Sebastian Schipper, Germany, 2015
A single take capturing a heist in real time.
What could have been pure novelty – however enjoyable – becomes something much more due to exemplary performances. Given the constraints, ‘Victoria’ runs an entire gamut of emotions as lonely Spanish woman in Germany Victoria falls in with a group of capering Berliners, falls deeper and deeper with them and then discovers herself in a crime film.
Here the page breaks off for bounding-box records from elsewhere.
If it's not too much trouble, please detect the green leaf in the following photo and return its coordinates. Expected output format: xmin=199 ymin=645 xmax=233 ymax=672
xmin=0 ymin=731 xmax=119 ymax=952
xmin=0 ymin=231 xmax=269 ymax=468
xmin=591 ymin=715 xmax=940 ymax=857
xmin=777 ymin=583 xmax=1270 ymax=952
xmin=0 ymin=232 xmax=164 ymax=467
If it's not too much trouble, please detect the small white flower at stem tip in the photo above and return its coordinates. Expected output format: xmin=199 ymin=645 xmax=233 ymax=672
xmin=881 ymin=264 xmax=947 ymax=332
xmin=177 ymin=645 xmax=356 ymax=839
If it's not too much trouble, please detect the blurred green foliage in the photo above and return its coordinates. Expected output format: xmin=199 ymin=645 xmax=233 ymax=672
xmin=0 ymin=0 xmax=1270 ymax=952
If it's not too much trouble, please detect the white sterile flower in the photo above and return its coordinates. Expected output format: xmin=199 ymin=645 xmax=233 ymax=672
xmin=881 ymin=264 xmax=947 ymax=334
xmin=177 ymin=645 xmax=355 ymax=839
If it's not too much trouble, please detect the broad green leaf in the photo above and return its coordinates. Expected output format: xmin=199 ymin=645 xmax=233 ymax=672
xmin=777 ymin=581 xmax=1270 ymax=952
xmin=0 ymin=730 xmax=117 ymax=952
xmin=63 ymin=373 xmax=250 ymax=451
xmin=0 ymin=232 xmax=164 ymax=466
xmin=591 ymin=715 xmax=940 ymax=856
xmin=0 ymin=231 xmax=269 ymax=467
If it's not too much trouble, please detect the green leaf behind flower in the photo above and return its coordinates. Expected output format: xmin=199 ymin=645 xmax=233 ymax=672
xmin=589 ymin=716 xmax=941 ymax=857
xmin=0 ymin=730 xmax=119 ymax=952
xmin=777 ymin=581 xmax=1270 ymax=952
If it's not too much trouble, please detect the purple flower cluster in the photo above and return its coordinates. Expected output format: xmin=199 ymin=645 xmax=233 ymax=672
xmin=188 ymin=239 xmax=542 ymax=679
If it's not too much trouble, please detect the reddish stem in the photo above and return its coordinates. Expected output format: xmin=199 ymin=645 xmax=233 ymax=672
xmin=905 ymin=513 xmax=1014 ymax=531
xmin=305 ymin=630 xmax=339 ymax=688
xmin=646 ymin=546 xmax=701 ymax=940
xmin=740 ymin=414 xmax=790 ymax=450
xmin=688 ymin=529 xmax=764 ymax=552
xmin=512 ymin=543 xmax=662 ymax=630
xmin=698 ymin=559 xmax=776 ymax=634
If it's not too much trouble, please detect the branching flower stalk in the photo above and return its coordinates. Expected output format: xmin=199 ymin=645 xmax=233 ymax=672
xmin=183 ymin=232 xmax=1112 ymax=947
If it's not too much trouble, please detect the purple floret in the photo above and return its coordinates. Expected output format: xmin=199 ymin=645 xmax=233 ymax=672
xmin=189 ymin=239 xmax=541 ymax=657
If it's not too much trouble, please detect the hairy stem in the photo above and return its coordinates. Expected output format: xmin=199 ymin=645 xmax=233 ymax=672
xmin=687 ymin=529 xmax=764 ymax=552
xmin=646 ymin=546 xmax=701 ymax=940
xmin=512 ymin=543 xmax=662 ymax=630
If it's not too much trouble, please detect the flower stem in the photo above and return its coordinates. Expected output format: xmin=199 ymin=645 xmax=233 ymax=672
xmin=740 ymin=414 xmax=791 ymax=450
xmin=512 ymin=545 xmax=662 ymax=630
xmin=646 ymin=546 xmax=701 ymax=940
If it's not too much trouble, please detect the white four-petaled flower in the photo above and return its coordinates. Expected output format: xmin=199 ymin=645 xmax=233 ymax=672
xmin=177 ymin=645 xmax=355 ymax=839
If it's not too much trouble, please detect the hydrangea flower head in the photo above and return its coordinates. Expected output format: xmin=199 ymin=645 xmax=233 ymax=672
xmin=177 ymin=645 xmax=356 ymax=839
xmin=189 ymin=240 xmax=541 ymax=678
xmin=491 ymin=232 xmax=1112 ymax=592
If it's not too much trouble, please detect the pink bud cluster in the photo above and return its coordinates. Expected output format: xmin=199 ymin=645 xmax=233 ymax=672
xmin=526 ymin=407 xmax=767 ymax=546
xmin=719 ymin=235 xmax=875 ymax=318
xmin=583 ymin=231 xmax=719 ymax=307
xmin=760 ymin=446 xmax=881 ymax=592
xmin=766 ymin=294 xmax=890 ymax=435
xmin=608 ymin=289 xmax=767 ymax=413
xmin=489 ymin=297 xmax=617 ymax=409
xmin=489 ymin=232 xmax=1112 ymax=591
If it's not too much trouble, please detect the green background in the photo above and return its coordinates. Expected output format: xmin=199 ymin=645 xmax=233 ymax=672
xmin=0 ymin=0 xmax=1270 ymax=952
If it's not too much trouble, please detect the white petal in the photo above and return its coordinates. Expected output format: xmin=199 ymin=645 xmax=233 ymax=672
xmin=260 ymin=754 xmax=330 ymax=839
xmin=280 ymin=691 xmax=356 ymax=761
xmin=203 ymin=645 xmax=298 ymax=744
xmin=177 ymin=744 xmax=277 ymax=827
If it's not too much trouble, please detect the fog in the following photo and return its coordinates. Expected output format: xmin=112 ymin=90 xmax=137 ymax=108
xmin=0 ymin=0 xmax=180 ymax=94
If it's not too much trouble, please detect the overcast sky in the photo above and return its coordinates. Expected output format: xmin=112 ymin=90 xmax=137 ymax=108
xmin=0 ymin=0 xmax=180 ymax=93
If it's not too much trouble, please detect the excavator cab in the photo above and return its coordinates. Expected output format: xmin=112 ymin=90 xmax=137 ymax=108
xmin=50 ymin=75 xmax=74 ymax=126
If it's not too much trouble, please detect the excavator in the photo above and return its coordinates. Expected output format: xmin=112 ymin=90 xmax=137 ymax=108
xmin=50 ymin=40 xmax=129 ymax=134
‘Victoria’, manages to use the intimacy of the hand-held without, for the most part, the problematic incoherence of vertiginous shaky-cam; it shows up the pretensions of Alejandro G. Iñárritu’s ‘Birdman’ one-take-trick-shot (however agreeable). It’s a surprisingly convincing storytelling considering all that happens takes place over more than a couple of hours. If anything, the film displays how the entire scope of drama can take place in such a short space of time. Yes, the one shot by cinematographer Sturla Brandth Grøvlen is remarkable, quite stunning for its consistency as it weaves and dips the highs and lows of the drama; but it’s Laia Costa’s performance as Victoria and Frederic Lau as Sonne that will remain as an aftertaste, the camera often focusing right on their faces and expressions, returning to them again and again to trace the changes and reactions there. Funny, angry, vulnerable, resourceful, stupid, raw, impulsive, ruthless, charming – it’s all there in all the characters in this compressed scenario. Director Sebastian Schipper never allows the single take conceit to be the sole focus, but rather allows it to provoke a naturalism that reaps great rewards. As a technical, storytelling and acting achievement, it’s quite breathtaking.